When AI agents debate, fairness can emerge from interaction: aligned retrieval-augmented models partially correct biased counterparts in simulated triage negotiations, producing more equitable allocations than either agent alone — but model leanings and Arrow-style aggregation limits mean deliberation trades off rather than guarantees fairness.
Fairness in language models is typically studied as a property of a single, centrally optimized model. As large language models become increasingly agentic, we propose that fairness emerges through interaction and exchange. We study this via a controlled hospital triage framework in which two agents negotiate over three structured debate rounds. One agent is aligned to a specific ethical framework via retrieval-augmented generation (RAG), while the other is either unaligned or adversarially prompted to favor demographic groups over clinical need. We find that alignment systematically shapes negotiation strategies and allocation patterns, and that neither agent's allocation is ethically adequate in isolation, yet their joint final allocation can satisfy fairness criteria that neither would have reached alone. Aligned agents partially moderate bias through contestation rather than override, acting as corrective patches that restore access for marginalized groups without fully converting a biased counterpart. We further observe that even explicitly aligned agents exhibit intrinsic biases toward certain frameworks, consistent with known left-leaning tendencies in LLMs. We connect these limits to Arrow's Impossibility Theorem: no aggregation mechanism can simultaneously satisfy all desiderata of collective rationality, and multi-agent deliberation navigates rather than resolves this constraint.
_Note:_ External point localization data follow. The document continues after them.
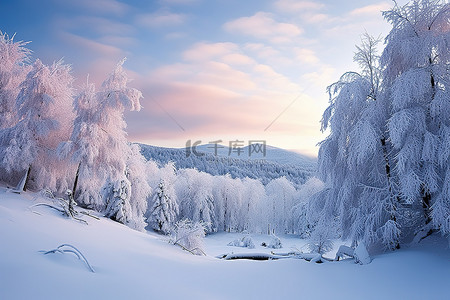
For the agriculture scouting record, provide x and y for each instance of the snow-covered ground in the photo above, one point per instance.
(136, 265)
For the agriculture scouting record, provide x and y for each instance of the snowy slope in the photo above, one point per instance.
(137, 265)
(272, 154)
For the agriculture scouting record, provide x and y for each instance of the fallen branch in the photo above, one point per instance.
(72, 250)
(313, 257)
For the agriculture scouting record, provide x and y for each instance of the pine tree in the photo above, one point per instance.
(417, 78)
(164, 211)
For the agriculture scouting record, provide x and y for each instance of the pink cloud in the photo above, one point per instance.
(262, 25)
(160, 19)
(374, 9)
(207, 51)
Our results reposition fairness as an emergent, procedural property of decentralized agent interaction, and the system rather than the individual agent as the appropriate unit of evaluation.
Summary
Main Finding
Fairness can emerge as a systemic, procedural property from multi-agent interaction rather than as a property of any single aligned model. In a controlled hospital-triage negotiation, an agent aligned to an ethical framework (via RAG) systematically shaped negotiation strategy and allocation patterns; although neither aligned nor biased agents produced ethically adequate allocations in isolation, their multi-round deliberation often converged to final allocations that satisfied fairness criteria that neither could attain alone. These dynamics are constrained by Arrow’s Impossibility Theorem: multi-agent deliberation navigates unavoidable aggregation trade-offs rather than resolving them.
Key Points
- Problem framed as non-degenerate multi-resource allocation so different welfare objectives (utilitarian, egalitarian, Rawlsian, prioritarian, libertarian, care ethics) conflict and no single trivial solution exists.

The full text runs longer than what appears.